Les critères retenus sont : l’identification du maître d’ouvrage, le degré de maturité, la définition du projet,
la nature de l’action proposée (étude de définition, APS, travaux…), le calendrier de réalisation, l’intérêt communautaire et le caractère structurant pour l’agglomération. Contrat d’agglomération Nord-Isère,
Compte rendu du Comité de pilotage du SATIN du 15 avril 2004,
p. 1.

766.

Sur vingt-deux membres que compte le comité de pilotage, sept seulement sont des représentants des communes rurales.

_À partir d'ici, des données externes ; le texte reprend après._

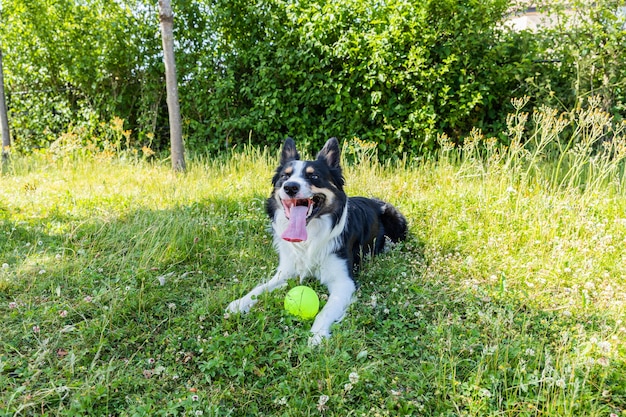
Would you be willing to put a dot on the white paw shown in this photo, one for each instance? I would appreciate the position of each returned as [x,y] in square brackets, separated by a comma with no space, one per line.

Villefontaine et Bourgoin-Jallieu sont les communes qui ont désigné le plus grand nombre de délégués : six chacune.

767.

Projet de territoire Nord-Isère (Version n°10), juin 2004, pp. 34-37. « Bourgoin-Jallieu pour l’accueil du pôle médical d’agglomération, des services de sécurité (tribunal, pompiers, gendarmerie), de la formation et des équipements pour le sport de haut niveau, du commerce traditionnel de centre-ville ; L’Isle d’Abeau pour l’accueil du pôle de formation supérieure et des services d’accompagnement (hébergement, services aux étudiants et aux enseignants, offre sportive et culturelle…), d’une grande salle sports-spectacles, du commerce de grande distribution, des services administratifs ; Villefontaine pour l’accueil du complexe culturel du Vellein, de projets associant investissements publics et privés dans le domaine de la culture (dans la continuité des parcs urbains de Villefontaine et du golf de L’Isle d’Abeau, pourrait ici se décliner la dimension ville-nature du projet de territoire : golf, parcs à thèmes, maison du patrimoine du marais, etc. ».

768.

Voir notamment RABILLOUD S., « L’Isle d’Abeau ou le blocage de la construction politique de l’agglomération », in VADELORGE L., Gouverner les villes nouvelles. Le rôle de l’Etat et des collectivités locales (1960-2005), Paris, éd. Manuscrit Université, 2005, pp. 339-358.

769.

Voir la partie 4.3.1. La mobilisation des droits de recours par les collectivités locales : la stratégie de l’affrontement.